Both Moreau and Sorin possessed a deep conviction that they must share Christ with others. Each was deeply committed to Christian education as a way of pursuing that fundamental call. They recognized that this was how Holy Cross could serve well the needs of the Church of their day. Moreau outlined in his reflections on Christian pedagogy that the mind could not “be cultivated at the expense of the heart.” Holy Cross schools were intended to be places of both intellectual and spiritual formation.
Thus, from virtually its outset Notre Dame has been a place that aimed not only to improve minds, but also to shape souls. Holy Cross religious and their early lay collaborators established a school where not only the intellectual lives of the students but also their religious and moral lives were nurtured and developed. They helped shape an institution where notions of family and community were not simple slogans but something very real.
Many elements of the university evidence the sustained pastoral labors of generations of Holy Cross religious. Despite trials and tribulations of various sorts, these religious helped build a distinctive school and always played an enormous role in its pastoral work and residential life. It is rightly said of Holy Cross religious that “their blood is in the bricks” of Notre Dame.

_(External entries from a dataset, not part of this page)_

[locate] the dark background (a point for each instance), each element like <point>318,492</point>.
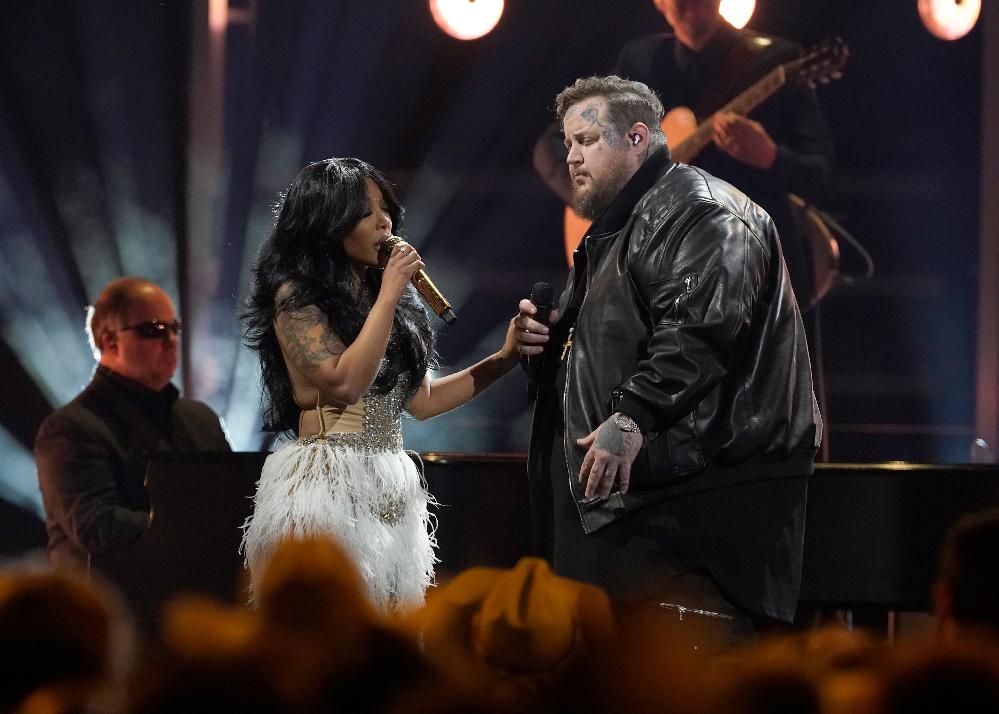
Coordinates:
<point>95,177</point>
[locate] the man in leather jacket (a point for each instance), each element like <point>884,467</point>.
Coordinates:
<point>675,425</point>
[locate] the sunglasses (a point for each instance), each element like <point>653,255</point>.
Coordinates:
<point>154,329</point>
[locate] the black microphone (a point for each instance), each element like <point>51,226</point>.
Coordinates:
<point>541,296</point>
<point>424,285</point>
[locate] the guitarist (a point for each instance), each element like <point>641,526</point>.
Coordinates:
<point>783,146</point>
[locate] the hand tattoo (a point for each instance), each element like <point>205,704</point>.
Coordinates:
<point>610,439</point>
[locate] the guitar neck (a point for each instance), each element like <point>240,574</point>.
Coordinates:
<point>742,105</point>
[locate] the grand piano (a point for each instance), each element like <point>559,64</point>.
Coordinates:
<point>871,539</point>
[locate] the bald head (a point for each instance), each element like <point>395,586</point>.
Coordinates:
<point>114,327</point>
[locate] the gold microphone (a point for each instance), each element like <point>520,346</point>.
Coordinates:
<point>424,285</point>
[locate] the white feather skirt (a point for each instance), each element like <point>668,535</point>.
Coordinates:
<point>373,502</point>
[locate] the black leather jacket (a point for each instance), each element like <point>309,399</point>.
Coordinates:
<point>682,317</point>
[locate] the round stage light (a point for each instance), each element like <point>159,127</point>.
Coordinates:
<point>737,12</point>
<point>466,19</point>
<point>949,19</point>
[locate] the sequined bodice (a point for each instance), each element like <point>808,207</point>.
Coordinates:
<point>381,428</point>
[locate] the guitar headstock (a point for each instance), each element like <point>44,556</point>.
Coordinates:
<point>821,64</point>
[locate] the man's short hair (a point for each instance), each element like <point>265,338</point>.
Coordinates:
<point>110,309</point>
<point>967,569</point>
<point>627,102</point>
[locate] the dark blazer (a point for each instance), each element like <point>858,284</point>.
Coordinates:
<point>92,456</point>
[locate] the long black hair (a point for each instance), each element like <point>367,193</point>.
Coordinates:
<point>305,254</point>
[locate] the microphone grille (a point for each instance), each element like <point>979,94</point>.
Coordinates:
<point>541,294</point>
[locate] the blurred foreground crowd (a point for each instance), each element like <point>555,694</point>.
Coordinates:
<point>488,640</point>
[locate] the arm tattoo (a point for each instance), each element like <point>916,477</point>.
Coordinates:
<point>304,344</point>
<point>611,440</point>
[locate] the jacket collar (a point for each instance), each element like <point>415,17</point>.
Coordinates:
<point>617,213</point>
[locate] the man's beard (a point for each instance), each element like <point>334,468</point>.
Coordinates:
<point>590,202</point>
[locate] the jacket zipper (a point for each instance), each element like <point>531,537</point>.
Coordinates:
<point>565,396</point>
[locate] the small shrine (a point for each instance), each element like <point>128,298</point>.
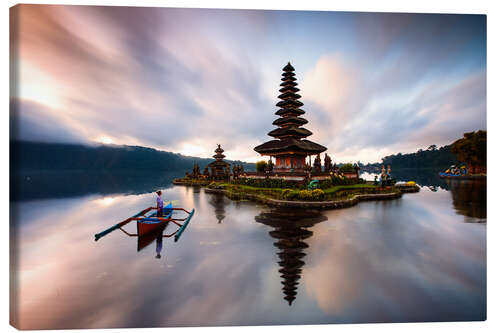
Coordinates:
<point>289,147</point>
<point>219,169</point>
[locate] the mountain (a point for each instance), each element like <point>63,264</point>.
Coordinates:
<point>430,158</point>
<point>37,156</point>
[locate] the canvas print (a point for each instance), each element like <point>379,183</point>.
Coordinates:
<point>174,167</point>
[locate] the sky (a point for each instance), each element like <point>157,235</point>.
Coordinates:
<point>184,80</point>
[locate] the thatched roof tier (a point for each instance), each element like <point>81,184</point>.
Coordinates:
<point>288,79</point>
<point>290,120</point>
<point>289,145</point>
<point>290,133</point>
<point>288,67</point>
<point>294,131</point>
<point>288,84</point>
<point>289,103</point>
<point>218,163</point>
<point>289,88</point>
<point>284,111</point>
<point>289,94</point>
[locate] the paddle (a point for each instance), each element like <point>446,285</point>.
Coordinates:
<point>121,224</point>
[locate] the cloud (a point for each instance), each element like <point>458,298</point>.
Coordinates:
<point>186,79</point>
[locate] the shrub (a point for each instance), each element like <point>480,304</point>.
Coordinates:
<point>347,168</point>
<point>289,194</point>
<point>260,166</point>
<point>318,194</point>
<point>286,193</point>
<point>305,195</point>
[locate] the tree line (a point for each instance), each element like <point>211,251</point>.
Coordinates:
<point>26,155</point>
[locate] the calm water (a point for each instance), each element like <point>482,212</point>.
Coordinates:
<point>418,258</point>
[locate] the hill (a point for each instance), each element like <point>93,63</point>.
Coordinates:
<point>25,155</point>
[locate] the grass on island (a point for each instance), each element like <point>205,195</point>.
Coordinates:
<point>338,192</point>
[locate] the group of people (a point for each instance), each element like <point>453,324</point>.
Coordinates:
<point>385,176</point>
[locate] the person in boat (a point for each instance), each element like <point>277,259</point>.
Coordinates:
<point>159,204</point>
<point>159,245</point>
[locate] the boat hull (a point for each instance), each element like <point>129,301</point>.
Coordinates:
<point>461,177</point>
<point>150,224</point>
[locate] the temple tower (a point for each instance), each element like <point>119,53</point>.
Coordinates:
<point>289,148</point>
<point>218,167</point>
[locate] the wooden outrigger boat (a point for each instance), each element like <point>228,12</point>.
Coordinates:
<point>147,223</point>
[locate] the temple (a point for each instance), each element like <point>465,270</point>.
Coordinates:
<point>219,168</point>
<point>289,148</point>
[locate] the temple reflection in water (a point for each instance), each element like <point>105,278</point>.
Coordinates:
<point>219,202</point>
<point>290,229</point>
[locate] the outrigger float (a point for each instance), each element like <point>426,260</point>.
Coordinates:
<point>148,222</point>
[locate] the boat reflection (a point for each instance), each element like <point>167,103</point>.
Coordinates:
<point>469,197</point>
<point>290,229</point>
<point>145,240</point>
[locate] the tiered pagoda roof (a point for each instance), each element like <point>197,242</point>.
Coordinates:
<point>290,135</point>
<point>219,156</point>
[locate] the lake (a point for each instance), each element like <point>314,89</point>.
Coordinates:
<point>418,258</point>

Yet this is not the time to rest on past laurels. There are distinct challenges in the present and immediate future that warrant an enhanced engagement of the Holy Cross Order in influencing the direction of Notre Dame. Too often in recent decades the larger Holy Cross community has simply allowed a few members holding administrative responsibilities to represent them. But the time has surely come for Holy Cross as a community to reclaim more of its collective voice.
Holy Cross must help guide Notre Dame in its renewal as a Catholic university. Here, members of the Order, especially those on the Board of Fellows, must ensure that Notre Dame unequivocally adopts Ex Corde Ecclesiae as its essential guide—not just in word, but also in deed. As it has from the outset, the Notre Dame community must grasp at a deep level that the university operates “from the heart of the Church” and can never see itself as an “autonomous” body. Holy Cross has a special responsibility to help Notre Dame live up to Pope Francis’ call for it to uphold an “uncompromising witness … to the Church’s moral teaching and in defense of her freedom.”

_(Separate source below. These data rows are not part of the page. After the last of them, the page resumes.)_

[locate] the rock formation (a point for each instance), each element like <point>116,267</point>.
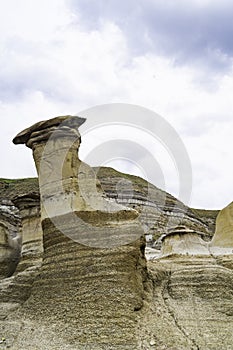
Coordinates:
<point>222,242</point>
<point>97,291</point>
<point>89,286</point>
<point>184,241</point>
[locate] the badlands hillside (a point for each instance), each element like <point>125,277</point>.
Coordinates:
<point>91,258</point>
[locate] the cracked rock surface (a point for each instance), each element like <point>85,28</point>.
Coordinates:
<point>83,281</point>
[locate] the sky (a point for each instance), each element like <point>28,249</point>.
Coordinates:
<point>174,58</point>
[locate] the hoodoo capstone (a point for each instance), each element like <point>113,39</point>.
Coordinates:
<point>93,274</point>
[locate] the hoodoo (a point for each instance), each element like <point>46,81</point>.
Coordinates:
<point>91,283</point>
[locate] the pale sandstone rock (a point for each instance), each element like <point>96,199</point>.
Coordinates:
<point>184,241</point>
<point>87,298</point>
<point>222,242</point>
<point>98,292</point>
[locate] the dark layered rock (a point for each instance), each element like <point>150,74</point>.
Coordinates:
<point>94,289</point>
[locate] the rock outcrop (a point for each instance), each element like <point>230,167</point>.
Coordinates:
<point>89,285</point>
<point>97,291</point>
<point>222,242</point>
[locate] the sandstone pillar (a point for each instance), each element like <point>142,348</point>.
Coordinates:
<point>91,284</point>
<point>32,235</point>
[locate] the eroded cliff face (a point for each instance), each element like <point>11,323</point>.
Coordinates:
<point>88,286</point>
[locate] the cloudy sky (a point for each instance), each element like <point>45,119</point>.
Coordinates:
<point>172,57</point>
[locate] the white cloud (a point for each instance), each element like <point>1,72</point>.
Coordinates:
<point>51,65</point>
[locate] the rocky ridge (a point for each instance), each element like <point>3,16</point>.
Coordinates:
<point>112,298</point>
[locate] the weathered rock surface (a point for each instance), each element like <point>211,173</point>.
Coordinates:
<point>85,296</point>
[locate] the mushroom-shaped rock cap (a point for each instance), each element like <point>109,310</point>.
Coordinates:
<point>67,120</point>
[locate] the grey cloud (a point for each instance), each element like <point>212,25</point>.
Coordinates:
<point>201,35</point>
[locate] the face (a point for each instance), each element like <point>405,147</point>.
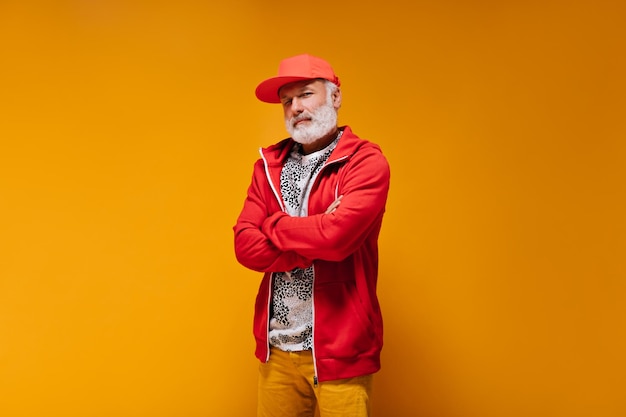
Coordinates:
<point>310,111</point>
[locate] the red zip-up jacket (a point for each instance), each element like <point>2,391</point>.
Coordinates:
<point>342,247</point>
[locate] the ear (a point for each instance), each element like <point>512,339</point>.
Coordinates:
<point>337,98</point>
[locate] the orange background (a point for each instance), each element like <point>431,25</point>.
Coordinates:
<point>128,130</point>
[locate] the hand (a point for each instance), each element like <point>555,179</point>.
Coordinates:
<point>333,206</point>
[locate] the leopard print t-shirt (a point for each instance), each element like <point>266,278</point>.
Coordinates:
<point>291,323</point>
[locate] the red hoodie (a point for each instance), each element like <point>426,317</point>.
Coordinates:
<point>341,246</point>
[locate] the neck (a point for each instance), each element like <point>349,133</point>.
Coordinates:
<point>320,143</point>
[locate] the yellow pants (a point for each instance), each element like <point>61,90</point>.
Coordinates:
<point>286,389</point>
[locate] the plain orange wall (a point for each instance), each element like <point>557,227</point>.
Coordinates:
<point>127,134</point>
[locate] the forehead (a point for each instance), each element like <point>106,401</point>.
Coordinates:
<point>299,86</point>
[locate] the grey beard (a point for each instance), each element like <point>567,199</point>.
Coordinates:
<point>323,121</point>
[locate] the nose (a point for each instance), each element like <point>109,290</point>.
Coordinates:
<point>296,105</point>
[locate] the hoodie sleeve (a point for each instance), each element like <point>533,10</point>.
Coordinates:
<point>335,236</point>
<point>253,249</point>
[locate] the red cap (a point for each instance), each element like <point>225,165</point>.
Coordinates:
<point>296,68</point>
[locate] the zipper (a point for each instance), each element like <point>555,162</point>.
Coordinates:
<point>313,331</point>
<point>269,180</point>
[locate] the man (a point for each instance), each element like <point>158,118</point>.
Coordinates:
<point>310,223</point>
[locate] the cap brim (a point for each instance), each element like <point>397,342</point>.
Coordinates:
<point>267,91</point>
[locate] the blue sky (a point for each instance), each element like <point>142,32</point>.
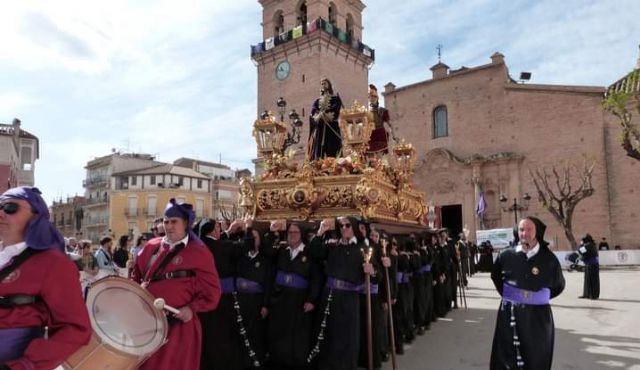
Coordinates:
<point>174,78</point>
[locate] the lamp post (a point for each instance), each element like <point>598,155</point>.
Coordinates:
<point>282,107</point>
<point>293,137</point>
<point>515,207</point>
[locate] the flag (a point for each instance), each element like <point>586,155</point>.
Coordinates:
<point>312,26</point>
<point>342,36</point>
<point>283,37</point>
<point>328,27</point>
<point>297,32</point>
<point>268,43</point>
<point>481,208</point>
<point>257,49</point>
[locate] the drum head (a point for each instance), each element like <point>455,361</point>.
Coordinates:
<point>122,316</point>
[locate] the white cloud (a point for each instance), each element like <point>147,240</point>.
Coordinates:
<point>175,78</point>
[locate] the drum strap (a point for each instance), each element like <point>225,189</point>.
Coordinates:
<point>17,261</point>
<point>157,275</point>
<point>173,275</point>
<point>17,299</point>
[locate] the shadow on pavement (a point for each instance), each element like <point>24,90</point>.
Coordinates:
<point>462,341</point>
<point>579,351</point>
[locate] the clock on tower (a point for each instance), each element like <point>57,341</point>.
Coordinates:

Holy Cross can play a distinct role in countering the excessive commercialization and corporatizing of the university. Holy Cross priests at Notre Dame have preached the Gospel of Jesus Christ with integrity from the time of Sorin, and they must continue to do so by countering what Pope Francis has called “the idolatry of money and lavish spending” that afflicts so many in our time. In this regard, Holy Cross religious have a special and specific opportunity to give public voice to the ill-feeling and deep unease present across the whole university regarding the poorly conceived and deeply wasteful Crossroads Project.

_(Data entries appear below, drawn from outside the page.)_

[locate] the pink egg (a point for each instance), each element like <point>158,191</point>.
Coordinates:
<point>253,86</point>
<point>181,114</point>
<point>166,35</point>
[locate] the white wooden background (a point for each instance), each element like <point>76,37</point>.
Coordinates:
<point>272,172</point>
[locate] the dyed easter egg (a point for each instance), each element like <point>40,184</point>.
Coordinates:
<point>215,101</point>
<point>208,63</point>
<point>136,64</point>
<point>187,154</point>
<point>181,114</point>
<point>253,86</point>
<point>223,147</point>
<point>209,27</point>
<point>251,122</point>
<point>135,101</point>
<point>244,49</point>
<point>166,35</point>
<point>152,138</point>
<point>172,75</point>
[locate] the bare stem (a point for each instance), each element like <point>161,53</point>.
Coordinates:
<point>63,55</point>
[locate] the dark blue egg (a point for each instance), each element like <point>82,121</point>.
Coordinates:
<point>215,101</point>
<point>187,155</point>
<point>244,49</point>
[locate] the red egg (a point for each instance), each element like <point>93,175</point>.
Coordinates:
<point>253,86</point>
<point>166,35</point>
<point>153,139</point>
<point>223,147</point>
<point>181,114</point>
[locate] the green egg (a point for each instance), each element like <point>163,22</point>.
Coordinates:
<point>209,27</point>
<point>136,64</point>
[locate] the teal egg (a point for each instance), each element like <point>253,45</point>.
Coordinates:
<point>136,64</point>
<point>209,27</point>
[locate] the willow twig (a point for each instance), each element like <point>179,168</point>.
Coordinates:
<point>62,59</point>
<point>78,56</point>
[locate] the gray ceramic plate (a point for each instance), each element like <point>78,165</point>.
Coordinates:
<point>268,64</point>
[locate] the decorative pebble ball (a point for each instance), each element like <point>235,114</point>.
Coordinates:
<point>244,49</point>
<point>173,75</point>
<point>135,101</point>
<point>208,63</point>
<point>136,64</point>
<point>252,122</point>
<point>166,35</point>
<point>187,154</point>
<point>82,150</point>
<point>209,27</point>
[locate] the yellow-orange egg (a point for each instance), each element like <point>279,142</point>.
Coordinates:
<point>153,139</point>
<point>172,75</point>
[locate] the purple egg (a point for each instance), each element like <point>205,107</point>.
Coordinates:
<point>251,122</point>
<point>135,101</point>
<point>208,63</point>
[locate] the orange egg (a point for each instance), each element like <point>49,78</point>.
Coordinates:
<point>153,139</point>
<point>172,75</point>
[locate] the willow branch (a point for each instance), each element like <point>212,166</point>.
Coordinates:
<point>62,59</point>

The new circumstance in which increasing numbers of students arrive at Notre Dame without deep faith commitments or serious religious practice also presents an important challenge to Holy Cross and its faith-filled lay collaborators. Reaching out to and connecting with these students who are nominal Catholics at best—poorly catechized and sporadic in Mass attendance—is more challenging now than in years when most students attended their dorm Mass as an essential part of their week. But this is an evangelization challenge to be welcomed as Holy Cross religious continue the work of Moreau and Sorin in sharing Christ with others.
Many religious orders in Catholic universities have not navigated recent decades well. Their roles are much reduced and their involvements increasingly limited. Holy Cross, too, faces challenges, but its essential contribution to Notre Dame—the university it founded—remains crucial. And, fortunately, there is a new generation of dedicated Holy Cross religious emerging who promise to engage vigorously in the work of evangelization at Notre Dame. Hopefully they will serve as a special leaven in the renewal endeavor, thus making Notre Dame an ever more vibrant place of integrated education concerned not only with the mind, but also with the heart and soul.
Fr. Bill Miscamble is a Holy Cross priest and professor of history at Notre Dame and a member of the Rover’s board of faculty advisors. He serves as the Paluch Professor of Theology at Mundelein Seminary during this academic year, after which he will return to his teaching at Notre Dame.